Un’altra classe di persone che lasciano le proprie terre soni i migranti forzati. Nel corso del 2016, sono stati 10,3 milioni, circa due terzi di loro (6,9 milioni) sono fuggiti all’interno dei confini nazionali. Questo a conferma che nel mondo ogni 3 secondi 1 persona è costretta ad abbandonare la propria casa. Inoltre, il numero più elevato di rifugiati e sfollati interni che sono ritornati a casa, insieme ad altre soluzioni come il reinsediamento in Paesi terzi, mostrano che, per alcuni, il 2016 ha portato prospettive di miglioramento della propria condizione. Circa 37 Paesi hanno ammesso un totale di 189.300 rifugiati ai propri programmi di reinsediamento. Circa mezzo milione di altri rifugiati hanno potuto fare ritorno nei loro Paesi di origine e circa 6,5 milioni di sfollati interni sono tornati nelle loro zone, anche se molti lo hanno fatto in situazioni non ideali, restando quindi in condizioni di incertezza.

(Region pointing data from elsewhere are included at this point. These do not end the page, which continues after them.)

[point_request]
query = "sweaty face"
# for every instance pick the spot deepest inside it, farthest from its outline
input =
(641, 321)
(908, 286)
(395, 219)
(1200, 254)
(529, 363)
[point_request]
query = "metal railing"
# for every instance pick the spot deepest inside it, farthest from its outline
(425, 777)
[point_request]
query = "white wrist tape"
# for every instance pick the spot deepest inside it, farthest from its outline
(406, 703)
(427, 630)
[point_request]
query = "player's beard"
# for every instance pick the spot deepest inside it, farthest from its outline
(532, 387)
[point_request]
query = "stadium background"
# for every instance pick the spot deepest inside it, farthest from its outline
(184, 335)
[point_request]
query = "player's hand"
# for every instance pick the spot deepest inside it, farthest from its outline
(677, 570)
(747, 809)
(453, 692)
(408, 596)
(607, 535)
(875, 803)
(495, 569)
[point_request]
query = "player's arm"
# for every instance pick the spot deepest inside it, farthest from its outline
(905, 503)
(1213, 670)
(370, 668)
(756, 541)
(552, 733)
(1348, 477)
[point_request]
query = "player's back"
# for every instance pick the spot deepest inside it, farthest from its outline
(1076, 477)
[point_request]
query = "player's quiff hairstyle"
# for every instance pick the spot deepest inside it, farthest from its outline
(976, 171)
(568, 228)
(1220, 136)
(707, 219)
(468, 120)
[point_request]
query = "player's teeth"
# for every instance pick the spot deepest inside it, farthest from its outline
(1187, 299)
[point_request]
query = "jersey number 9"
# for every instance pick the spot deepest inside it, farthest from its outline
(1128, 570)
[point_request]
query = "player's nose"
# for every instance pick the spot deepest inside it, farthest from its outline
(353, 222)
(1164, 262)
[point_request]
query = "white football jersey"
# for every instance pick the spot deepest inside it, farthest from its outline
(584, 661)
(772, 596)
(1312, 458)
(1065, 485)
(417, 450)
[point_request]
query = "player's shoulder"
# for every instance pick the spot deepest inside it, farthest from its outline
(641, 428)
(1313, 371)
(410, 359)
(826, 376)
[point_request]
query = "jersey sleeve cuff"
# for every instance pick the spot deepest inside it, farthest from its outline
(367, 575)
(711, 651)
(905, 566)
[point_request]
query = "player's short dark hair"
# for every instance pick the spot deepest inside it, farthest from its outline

In tutto il mondo, alla fine del 2016 la maggior parte dei rifugiati – l’84 per cento – si trovava in Paesi a basso o medio reddito, con una persona su tre (per un totale di 4,9 milioni) ospitata nei Paesi meno sviluppati. Da questo enorme squilibrio conseguono diverse osservazioni: la continua mancanza di consenso internazionale in materia di rifugiati e la vicinanza di molti Paesi poveri alle regioni in conflitto, tra le altre. Emerge anche la necessità dei Paesi e delle comunità ospitanti di ricevere risorse e sostegno, senza i quali c’è il rischio che possano crearsi situazioni di instabilità, con conseguenze sulle operazioni umanitarie o sui flussi migratori secondari.